Félix parti, une silhouette blanche, presque transparente apparu dans la foule. C’était une jeune fille aux yeux rouges immenses et mélancoliques et c’était Ephémère. Elle glissa son bras autour de la taille de Hannah et la releva doucement.
Le fantôme passa ensuite son bras autour du cou de Hannah et elles marchèrent un bon moment dans la cohue des ruelles de Londres, l’esprit soutenant l’humaine.

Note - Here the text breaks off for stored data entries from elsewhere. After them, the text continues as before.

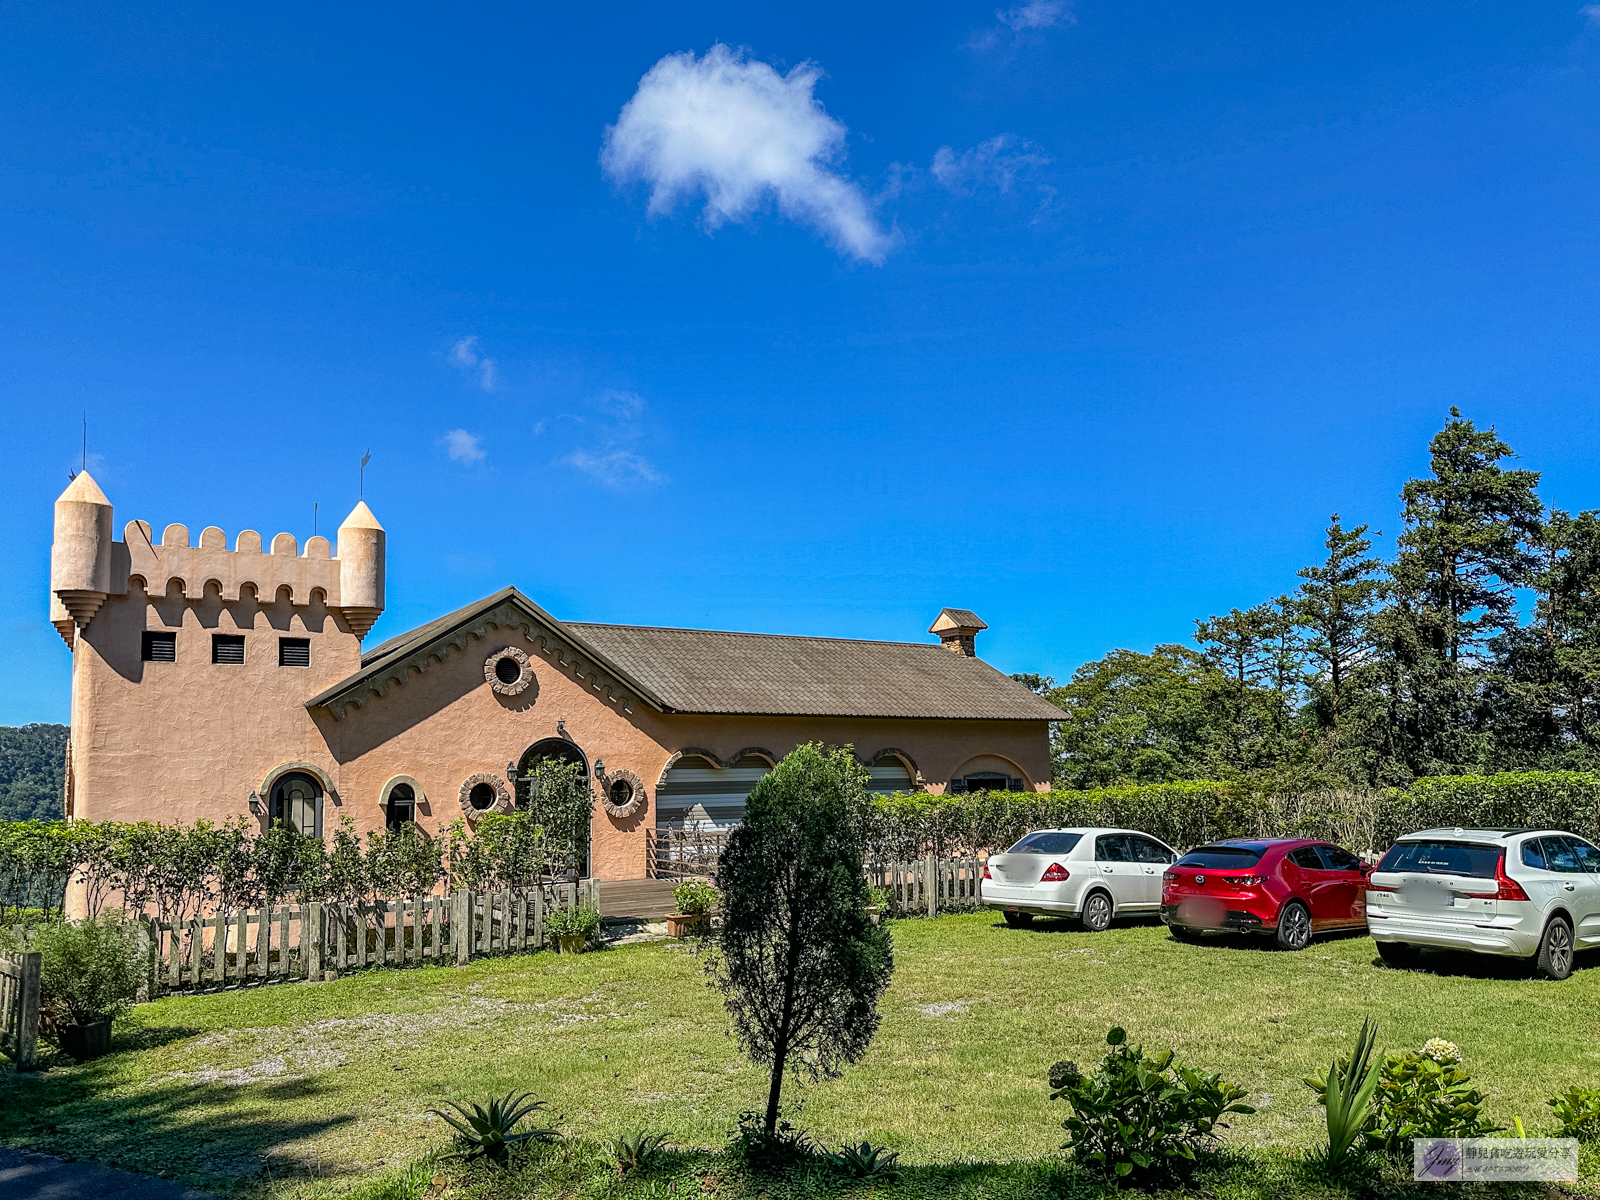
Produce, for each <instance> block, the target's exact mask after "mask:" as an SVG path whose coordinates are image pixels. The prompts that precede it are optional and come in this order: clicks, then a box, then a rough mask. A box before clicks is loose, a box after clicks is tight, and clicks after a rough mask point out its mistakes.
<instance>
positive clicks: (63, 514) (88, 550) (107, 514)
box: [50, 470, 382, 646]
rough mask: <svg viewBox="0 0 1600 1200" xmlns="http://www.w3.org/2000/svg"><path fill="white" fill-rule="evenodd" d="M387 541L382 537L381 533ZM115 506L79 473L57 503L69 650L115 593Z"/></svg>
mask: <svg viewBox="0 0 1600 1200" xmlns="http://www.w3.org/2000/svg"><path fill="white" fill-rule="evenodd" d="M379 536H382V534H379ZM110 557H112V533H110V501H109V499H106V493H104V491H101V490H99V485H98V483H96V482H94V480H93V478H91V477H90V474H88V472H86V470H80V472H78V474H77V475H75V477H74V480H72V483H69V485H67V490H66V491H62V493H61V498H59V499H58V501H56V536H54V541H53V542H51V547H50V590H51V594H53V597H54V603H51V606H50V621H51V624H53V626H54V627H56V632H59V634H61V637H62V638H64V640H66V643H67V645H69V646H70V645H72V642H74V627H82V626H86V624H88V622H90V621H91V619H94V614H96V613H98V611H99V608H101V605H102V603H106V597H107V595H109V594H110V590H112V581H110Z"/></svg>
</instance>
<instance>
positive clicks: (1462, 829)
mask: <svg viewBox="0 0 1600 1200" xmlns="http://www.w3.org/2000/svg"><path fill="white" fill-rule="evenodd" d="M1366 888H1368V891H1366V930H1368V931H1370V933H1371V934H1373V941H1376V942H1378V954H1379V955H1382V958H1384V962H1387V963H1394V965H1410V963H1411V962H1414V954H1416V949H1418V947H1422V946H1437V947H1443V949H1454V950H1477V952H1478V954H1501V955H1512V957H1518V958H1533V960H1534V968H1536V970H1538V971H1539V973H1541V974H1544V976H1546V978H1549V979H1565V978H1566V976H1570V974H1571V973H1573V954H1574V950H1581V949H1589V947H1594V946H1600V850H1595V846H1592V845H1589V843H1587V842H1584V838H1581V837H1578V835H1574V834H1565V832H1560V830H1554V829H1514V830H1499V829H1426V830H1422V832H1421V834H1406V835H1405V837H1403V838H1400V840H1398V842H1395V843H1394V846H1390V848H1389V853H1387V854H1384V858H1382V861H1381V862H1379V864H1378V867H1376V869H1374V870H1373V874H1371V878H1368V882H1366Z"/></svg>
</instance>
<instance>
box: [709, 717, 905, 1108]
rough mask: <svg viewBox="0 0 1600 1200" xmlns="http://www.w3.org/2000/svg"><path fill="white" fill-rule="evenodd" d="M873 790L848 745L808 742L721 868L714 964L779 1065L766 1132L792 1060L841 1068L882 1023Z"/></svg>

Alors Ephémère murmura de sa jolie voix de vent :
« Ce n’est pas la peine de me dire quoi que ce soit. Je sais tout. »
Elle sourit un peu.
« Il faut l’excuser. Quand il était jeune, ce n’était pas facile. Quand je m’appelais Molly, il y a longtemps, ce temps que j’ai enterré au plus profond de moi-même, il m’a raconté beaucoup de choses…De choses, oui. »
Ephémère se mit à entortiller une de ses mèches de lune autour de ses doigts, d’un air rêveur.
« Oh oui, il y a des choses…Des choses terrifiantes dans la jeunesse de Félix Slocker. Je me souviens de la première fois où je l’ai vu, sa haute silhouette élancée, ses cheveux noirs et ses yeux brûlés par la rage. Il avait une sorte de blazer. Oui, c’était un blazer d’Eton, ce collège…Ce collège…Là-bas, il a battu un garçon à mort. Et il s’est enfuit. Il terrorisait les élèves et les professeurs, avec son regard de démon. Avant de s’enfuir, il a foutu le feu aux archives pour détruire son existence. Sa mère n’avait jamais voulu de lui, elle le battait tout le temps. Sur les bras de Félix est imprimé son souvenir. Elle était tellement belle, cette femme, tellement belle.... Mais elle ne l’a jamais aimé. Et son père l’a abandonné. Il est parti avec une autre femme. Alors la mère de Félix a attrapé un couteau. Elle l’a retrouvé, elle l’a tué et elle s’est tuée. C’est une belle histoire d’amour qui finit mal. Et quand je l’ai vu, Félix, je suis venue vers lui. Il me faisait trop pitié. Il avait l’air tellement…Tellement seul. »
Hannah séchait ses larmes et buvait les paroles d’Ephémère. Elle murmura doucement :
« Quel est donc ce temps oublié ? Ce temps où…Ce temps où tu étais Molly et où Filou était Félix ? »
Ephémère ferma les yeux et les ré-ouvrit lentement. Elle passa un doigt fin sur ses lèvres de marbre.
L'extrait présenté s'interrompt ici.